The state pension triple lock could be at risk (Image: Getty)
A fresh warning has been issued over the UK’s financial prospects by the Office for Budget Responsibility, including a huge projected increase on health and pensions spending.
The OBR has today released a new report, Fiscal Risks and Sustainability, in which it warned that the UK is currently heading for an ‘unsustainable path’ thanks to pressures on spending including the state pension triple lock and warned that debt will “grow explosively” without intervention.
The increasingly controversial fiscal mechanism was introduced by the Conservative-Lib Dem coalition government in 2011. The lock guarantees that state pension payments must be increased each year by one of three metrics – wage growth, inflation, or a flat 2.5%, whichever is highest.
It has meant that in recent years, state pensions have increased faster than inflation, with a 4.8% increase this year which started in April handing another £575 a year to new state pensioners with a full National Insurance record.
Today, the OBR set out an assessment of the UK’s ‘fiscal sustainability’ through analysis of various possible scenarios for the country’s finances.
In it, it says that assuming the triple lock is unchanged, spending will increase by 9% of GDP in the next 50 years.
The report outlines: ““In our baseline scenario, based on the assumption of unchanged policy, total primary spending is projected to rise by around 9 per cent of GDP, from 40 per cent of GDP in 2030-31, the end of our medium-term forecast, to 49 per cent of GDP by 2075-76.”
Among reasons for the increase, including a projected 8% increase in health spending, the triple lock is a large contributory factor, the OBR says.
The report adds: “State pension spending, which is projected to rise from 5 per cent to 9 per cent of GDP over the projection period. This is driven by population ageing and the cost of the triple lock. The triple lock is estimated to account for around a third of this rise by the end of the projection period.”
It continues: “In the baseline scenario, the triple lock drives 1.2 per cent of GDP out of the overall 3.6 per cent of GDP long-term increase in state pension spending. Analysis in the 2025 FRS showed that this is highly sensitive to assumptions about the future volatility and level of inflation and earnings growth.
“In that report we included a scenario which showed that if earnings growth and inflation were to be more volatile, then state pension spending would be 1.5 per cent of GDP higher than our stated baseline scenario.”
However, if the triple lock were to be ditched and replaced with an average earnings system instead, it would cost the state significantly less.
The report says: “If the state pension were to be uprated by average earnings, spending would be reduced by 1.8 per cent of GDP compared to baseline by the end of the projection period, while uprating by CPI inflation is projected to reduce it by 5.4 per cent of GDP compared to the baseline. “
The OBR says that the UK is in a “challenging position” and warned that the UKs government debt has increased faster than most advanced economies.
It said: “The UK’s public finances are currently in a challenging position relative to history and to other similar countries, with government debt having increased by one of the largest shares of GDP of any advanced economy over the past two decades. And there are many sources of risk to the short- and medium-term outlook for the public finances, most obviously at present from the impact of the conflict in the Middle East.
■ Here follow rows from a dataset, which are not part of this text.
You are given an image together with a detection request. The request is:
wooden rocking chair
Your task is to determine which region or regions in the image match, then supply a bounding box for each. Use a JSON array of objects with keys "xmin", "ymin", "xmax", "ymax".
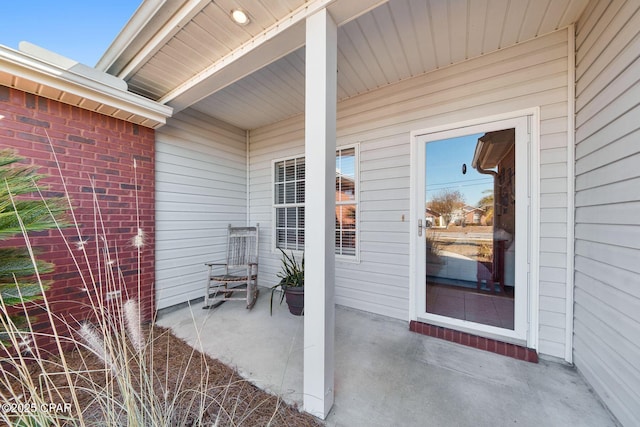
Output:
[{"xmin": 203, "ymin": 224, "xmax": 259, "ymax": 309}]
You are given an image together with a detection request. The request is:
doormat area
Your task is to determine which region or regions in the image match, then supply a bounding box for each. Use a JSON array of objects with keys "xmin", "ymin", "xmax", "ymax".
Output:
[{"xmin": 409, "ymin": 320, "xmax": 538, "ymax": 363}]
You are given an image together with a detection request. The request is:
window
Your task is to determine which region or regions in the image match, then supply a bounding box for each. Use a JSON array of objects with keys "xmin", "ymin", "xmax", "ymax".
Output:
[{"xmin": 274, "ymin": 147, "xmax": 358, "ymax": 257}]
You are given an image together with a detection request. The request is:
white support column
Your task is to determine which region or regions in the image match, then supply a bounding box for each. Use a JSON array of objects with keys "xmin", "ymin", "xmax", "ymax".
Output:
[{"xmin": 304, "ymin": 9, "xmax": 337, "ymax": 419}]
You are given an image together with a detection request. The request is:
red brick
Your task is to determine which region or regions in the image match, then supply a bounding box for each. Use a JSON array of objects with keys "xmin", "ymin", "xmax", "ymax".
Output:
[{"xmin": 0, "ymin": 87, "xmax": 155, "ymax": 345}]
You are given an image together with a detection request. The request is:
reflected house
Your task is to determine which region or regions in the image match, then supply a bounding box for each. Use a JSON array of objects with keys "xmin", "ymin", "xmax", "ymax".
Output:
[
  {"xmin": 471, "ymin": 129, "xmax": 516, "ymax": 287},
  {"xmin": 335, "ymin": 148, "xmax": 358, "ymax": 256},
  {"xmin": 451, "ymin": 205, "xmax": 487, "ymax": 225},
  {"xmin": 424, "ymin": 208, "xmax": 444, "ymax": 227}
]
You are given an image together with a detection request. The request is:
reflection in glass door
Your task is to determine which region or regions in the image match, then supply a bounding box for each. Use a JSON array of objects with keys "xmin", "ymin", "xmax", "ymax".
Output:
[{"xmin": 424, "ymin": 129, "xmax": 516, "ymax": 330}]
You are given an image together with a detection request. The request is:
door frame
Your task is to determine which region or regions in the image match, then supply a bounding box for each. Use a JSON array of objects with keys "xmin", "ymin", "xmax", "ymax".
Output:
[{"xmin": 409, "ymin": 107, "xmax": 540, "ymax": 350}]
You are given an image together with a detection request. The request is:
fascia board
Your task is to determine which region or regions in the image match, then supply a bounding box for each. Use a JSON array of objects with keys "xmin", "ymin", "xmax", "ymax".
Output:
[{"xmin": 0, "ymin": 45, "xmax": 173, "ymax": 128}]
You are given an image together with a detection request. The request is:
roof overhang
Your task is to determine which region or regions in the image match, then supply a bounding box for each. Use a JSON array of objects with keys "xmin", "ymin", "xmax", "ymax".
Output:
[
  {"xmin": 471, "ymin": 129, "xmax": 515, "ymax": 170},
  {"xmin": 96, "ymin": 0, "xmax": 388, "ymax": 112},
  {"xmin": 0, "ymin": 42, "xmax": 173, "ymax": 128}
]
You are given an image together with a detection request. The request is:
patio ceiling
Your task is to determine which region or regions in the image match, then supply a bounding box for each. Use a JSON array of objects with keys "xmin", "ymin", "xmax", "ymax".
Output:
[{"xmin": 98, "ymin": 0, "xmax": 587, "ymax": 129}]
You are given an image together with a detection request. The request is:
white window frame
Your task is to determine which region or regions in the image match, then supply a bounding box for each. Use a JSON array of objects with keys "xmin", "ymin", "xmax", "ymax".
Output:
[{"xmin": 271, "ymin": 143, "xmax": 360, "ymax": 262}]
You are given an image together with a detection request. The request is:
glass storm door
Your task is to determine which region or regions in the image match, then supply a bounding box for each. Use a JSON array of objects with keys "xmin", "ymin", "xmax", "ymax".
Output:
[{"xmin": 414, "ymin": 118, "xmax": 529, "ymax": 338}]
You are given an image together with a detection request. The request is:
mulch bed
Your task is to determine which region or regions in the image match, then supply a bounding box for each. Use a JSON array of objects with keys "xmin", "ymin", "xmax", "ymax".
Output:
[{"xmin": 4, "ymin": 327, "xmax": 322, "ymax": 427}]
It is important that these medium-term risks and challenges are also seen in the light of an assessment of longer-term fiscal sustainability.
“This is because, while the analysis in this report focuses on difficult fiscal outcomes that could emerge some years down the road, a key finding is that early action to head these off is much less costly than late action.”
The report added: “We stress that it is not plausible that the UK, or any other country, could remain on any of the unsustainable paths set out in these scenarios, because they imply that debt will ultimately grow explosively.
“It is almost certain that future governments would have to take action before this happens to adjust the fiscal stance to keep debt at sustainable levels. The scenarios should not be seen as forecasts of the evolution of debt far into the future, but rather as an illustration of the long-term pressures on the public finances and of the scale of changes in tax or spending policy that would need to be made at some point to maintain fiscal sustainability.”
The Labour government has committed to keeping the triple lock for at least the rest of its current Parliamentary term.
The man widely expected to take up the mantle of Prime Minister later this month, Andy Burnham MP, has also pledged to keep the lock in place.
Reddit user Masam10 asked in an online Q and A: “Is it time to abolish the triple lock? Or at least have that discussion?”
The Makerfield MP replied: “I appreciate there’s a lot of debate about this but it is important that the commitment in the manifesto stands.”